Filthy programmers make a lot of errors. There is no problem to find them, usually you can read the code and find a lot. But what's about a good one? When you write a good code, how about errors? How to catch a black cat in a dark room? Despite the common misunderstanding, it is not too much difficult actually. The REAL problem is: how to prove there is no cat? It is possible to create a defectless software, even a complex one, both theoretically and practically. But if you have one, how to prove it?
There is only one reliable way. Prove to prove. The same way as we prove mathematical theorems. In the pure mathematics we are able to build very complicated mathematical constructions and prove their properties by the logical deduction. The same way is good for the software development. Good programmer does not just write code. He formulates and proves different code properties. Therefore, good programmer must have a well developed mathematical mind. Unfortunately, modern development tools does not record this part of job.
There is a difference between the pure mathematics and the software development though. In the software development to cover all significant code properties you must prove a huge number of simple statements. So to make it feasible it is necessary to build the code in such a way, that this number will not be insane.

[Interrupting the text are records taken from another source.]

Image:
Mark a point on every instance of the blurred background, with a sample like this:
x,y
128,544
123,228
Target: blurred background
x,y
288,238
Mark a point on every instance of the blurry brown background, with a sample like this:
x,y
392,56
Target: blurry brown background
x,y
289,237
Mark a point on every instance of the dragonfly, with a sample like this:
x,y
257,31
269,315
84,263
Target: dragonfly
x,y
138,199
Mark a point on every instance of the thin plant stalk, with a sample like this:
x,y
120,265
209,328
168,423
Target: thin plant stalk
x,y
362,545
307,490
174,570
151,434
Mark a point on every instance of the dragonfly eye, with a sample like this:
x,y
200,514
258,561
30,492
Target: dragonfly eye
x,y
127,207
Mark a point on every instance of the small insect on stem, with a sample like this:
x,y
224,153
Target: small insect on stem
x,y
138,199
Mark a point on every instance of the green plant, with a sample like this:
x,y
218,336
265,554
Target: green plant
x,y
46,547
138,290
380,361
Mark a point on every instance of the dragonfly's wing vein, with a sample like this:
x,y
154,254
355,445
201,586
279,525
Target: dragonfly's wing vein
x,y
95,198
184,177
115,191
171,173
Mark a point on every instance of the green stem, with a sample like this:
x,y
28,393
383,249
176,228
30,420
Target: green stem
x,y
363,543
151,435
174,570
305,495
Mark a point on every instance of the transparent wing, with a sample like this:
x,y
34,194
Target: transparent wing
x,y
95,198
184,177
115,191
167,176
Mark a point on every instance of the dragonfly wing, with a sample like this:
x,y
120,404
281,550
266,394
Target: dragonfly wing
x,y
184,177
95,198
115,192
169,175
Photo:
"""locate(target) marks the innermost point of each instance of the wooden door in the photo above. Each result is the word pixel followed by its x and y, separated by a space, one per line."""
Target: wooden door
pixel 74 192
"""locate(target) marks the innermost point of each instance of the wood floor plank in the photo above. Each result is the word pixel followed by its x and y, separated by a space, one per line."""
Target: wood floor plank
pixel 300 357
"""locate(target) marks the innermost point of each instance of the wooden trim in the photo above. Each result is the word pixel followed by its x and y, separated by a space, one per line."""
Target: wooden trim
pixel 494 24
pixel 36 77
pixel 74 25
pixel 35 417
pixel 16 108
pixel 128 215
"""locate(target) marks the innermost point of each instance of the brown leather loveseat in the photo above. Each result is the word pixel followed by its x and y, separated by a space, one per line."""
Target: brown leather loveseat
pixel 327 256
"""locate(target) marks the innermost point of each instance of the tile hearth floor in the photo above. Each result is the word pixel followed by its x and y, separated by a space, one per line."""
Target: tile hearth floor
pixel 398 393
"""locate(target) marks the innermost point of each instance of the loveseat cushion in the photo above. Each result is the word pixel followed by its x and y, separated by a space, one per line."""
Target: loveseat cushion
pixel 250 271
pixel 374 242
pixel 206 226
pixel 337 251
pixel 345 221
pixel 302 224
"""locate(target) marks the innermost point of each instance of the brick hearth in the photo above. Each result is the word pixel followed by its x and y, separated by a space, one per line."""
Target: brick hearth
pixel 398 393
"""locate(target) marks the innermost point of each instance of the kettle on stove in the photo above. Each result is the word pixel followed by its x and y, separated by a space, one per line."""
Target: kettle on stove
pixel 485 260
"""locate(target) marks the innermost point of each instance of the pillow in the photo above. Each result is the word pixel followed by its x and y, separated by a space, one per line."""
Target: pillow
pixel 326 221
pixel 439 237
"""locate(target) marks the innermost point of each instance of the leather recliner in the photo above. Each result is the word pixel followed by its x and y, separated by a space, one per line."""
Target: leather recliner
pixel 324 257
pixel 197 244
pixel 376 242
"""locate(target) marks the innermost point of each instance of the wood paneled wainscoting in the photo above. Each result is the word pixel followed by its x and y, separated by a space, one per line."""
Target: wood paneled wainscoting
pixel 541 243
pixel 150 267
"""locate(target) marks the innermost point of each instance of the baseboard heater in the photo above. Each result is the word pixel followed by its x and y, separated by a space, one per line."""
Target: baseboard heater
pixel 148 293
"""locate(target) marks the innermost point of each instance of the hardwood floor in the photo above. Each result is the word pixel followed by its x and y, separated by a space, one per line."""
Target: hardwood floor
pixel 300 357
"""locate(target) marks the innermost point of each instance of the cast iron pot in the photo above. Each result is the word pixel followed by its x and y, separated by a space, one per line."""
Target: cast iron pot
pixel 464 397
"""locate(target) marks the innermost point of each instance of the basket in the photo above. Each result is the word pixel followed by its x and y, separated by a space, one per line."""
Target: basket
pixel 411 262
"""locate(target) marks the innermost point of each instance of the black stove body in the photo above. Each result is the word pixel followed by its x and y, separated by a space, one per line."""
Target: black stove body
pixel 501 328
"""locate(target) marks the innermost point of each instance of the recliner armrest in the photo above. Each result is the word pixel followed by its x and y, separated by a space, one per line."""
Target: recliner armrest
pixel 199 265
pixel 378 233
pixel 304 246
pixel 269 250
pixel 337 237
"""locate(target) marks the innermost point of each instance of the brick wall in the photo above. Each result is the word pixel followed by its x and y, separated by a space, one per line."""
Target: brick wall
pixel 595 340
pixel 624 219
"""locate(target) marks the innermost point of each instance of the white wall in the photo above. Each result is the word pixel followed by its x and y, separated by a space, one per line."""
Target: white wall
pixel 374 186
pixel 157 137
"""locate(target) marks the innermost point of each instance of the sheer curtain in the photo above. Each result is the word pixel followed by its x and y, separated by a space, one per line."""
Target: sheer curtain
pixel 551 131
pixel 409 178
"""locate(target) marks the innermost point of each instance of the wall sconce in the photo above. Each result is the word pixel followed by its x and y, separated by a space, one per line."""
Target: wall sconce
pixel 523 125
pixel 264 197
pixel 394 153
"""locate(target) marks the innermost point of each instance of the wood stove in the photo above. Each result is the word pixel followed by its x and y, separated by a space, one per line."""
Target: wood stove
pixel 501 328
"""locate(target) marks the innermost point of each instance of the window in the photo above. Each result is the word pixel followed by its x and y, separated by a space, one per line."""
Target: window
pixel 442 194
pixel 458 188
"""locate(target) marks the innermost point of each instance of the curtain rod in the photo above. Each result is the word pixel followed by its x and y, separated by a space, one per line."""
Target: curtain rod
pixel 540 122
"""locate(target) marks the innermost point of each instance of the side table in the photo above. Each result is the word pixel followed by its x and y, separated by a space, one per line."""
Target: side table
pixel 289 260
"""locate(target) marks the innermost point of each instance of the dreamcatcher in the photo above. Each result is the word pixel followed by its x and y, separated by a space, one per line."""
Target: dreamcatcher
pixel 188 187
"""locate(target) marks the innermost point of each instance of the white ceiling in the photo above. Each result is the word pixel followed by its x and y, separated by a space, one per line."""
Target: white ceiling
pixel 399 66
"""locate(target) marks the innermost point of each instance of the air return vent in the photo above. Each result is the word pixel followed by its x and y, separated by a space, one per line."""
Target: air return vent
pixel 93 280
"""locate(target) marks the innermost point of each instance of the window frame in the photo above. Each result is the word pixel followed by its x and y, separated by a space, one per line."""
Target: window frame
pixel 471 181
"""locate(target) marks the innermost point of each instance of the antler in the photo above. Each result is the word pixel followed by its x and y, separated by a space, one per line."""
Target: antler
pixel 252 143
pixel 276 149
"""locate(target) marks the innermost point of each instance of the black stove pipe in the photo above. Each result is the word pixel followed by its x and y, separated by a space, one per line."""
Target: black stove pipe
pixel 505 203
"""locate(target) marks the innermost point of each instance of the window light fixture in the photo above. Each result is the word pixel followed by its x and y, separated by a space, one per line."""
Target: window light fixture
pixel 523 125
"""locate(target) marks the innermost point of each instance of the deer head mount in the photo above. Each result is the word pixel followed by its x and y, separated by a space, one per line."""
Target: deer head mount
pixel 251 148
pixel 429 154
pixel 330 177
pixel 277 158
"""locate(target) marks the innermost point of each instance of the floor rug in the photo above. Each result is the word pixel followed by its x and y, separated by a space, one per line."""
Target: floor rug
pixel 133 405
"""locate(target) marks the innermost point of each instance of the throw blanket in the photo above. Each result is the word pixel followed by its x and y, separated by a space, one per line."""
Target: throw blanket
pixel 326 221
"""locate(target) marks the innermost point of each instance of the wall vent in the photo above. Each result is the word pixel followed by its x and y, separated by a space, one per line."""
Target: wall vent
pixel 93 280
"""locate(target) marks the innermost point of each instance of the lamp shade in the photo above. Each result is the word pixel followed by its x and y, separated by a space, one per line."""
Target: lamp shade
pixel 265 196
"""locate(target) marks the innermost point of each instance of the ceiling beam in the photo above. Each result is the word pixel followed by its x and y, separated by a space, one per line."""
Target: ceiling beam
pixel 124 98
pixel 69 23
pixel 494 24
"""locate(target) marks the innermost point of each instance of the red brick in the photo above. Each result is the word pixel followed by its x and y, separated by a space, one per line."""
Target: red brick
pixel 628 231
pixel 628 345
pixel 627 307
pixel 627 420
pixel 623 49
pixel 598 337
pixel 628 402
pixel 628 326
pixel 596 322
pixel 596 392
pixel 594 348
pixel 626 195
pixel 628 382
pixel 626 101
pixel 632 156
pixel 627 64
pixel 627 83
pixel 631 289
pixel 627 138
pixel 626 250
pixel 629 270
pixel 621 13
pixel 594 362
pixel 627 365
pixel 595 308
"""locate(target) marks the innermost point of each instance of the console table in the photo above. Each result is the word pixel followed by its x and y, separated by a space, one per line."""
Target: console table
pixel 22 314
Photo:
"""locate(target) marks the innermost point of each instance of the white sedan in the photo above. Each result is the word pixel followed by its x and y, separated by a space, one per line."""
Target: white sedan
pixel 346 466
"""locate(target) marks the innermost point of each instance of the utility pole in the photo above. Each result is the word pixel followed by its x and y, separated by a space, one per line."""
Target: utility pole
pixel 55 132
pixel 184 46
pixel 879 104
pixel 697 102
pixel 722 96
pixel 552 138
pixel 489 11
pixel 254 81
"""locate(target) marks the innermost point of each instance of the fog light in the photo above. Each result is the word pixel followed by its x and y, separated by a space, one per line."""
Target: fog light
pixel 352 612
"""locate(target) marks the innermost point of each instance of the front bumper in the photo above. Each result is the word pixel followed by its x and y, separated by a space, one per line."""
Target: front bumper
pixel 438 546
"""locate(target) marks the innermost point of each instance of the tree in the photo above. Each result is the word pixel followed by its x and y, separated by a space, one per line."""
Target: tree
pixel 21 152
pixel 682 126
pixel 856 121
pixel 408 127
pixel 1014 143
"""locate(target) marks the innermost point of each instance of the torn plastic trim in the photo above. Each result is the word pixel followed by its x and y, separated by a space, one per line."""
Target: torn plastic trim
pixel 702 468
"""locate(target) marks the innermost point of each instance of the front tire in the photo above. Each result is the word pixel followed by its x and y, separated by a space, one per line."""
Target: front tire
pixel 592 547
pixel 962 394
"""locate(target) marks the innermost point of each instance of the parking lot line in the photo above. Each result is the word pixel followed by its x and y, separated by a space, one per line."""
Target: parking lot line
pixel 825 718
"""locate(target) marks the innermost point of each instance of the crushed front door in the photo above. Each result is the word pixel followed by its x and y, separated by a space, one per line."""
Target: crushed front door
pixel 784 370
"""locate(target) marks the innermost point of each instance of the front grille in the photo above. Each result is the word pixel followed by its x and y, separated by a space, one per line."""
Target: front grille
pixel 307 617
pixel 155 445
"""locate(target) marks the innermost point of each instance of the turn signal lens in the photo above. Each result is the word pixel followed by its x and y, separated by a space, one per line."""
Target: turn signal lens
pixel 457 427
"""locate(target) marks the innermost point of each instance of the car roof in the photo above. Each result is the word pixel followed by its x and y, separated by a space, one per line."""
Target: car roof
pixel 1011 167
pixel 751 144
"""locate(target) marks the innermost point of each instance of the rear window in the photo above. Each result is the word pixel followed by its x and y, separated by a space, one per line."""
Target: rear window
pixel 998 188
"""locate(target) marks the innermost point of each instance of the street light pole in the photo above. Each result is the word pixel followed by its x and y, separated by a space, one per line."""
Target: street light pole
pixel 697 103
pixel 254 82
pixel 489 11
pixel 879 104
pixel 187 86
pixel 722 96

And here we come to different software development techniques, like functional, object and abstract decompositions.
Functional decomposition arose from an observation, that some action sequences are repeated again and again. Object decomposition arose from an observation, that some data combinations and methods of manipulations on them are repeated again and again. Abstract decomposition arose from an observation, that software entities can be "parametrized" by another software entities. Each time we repeat some build again and again, we can repeat its property proofs too. So a good software decomposition not only allows us to build a complex software, but it allows to make it correct too.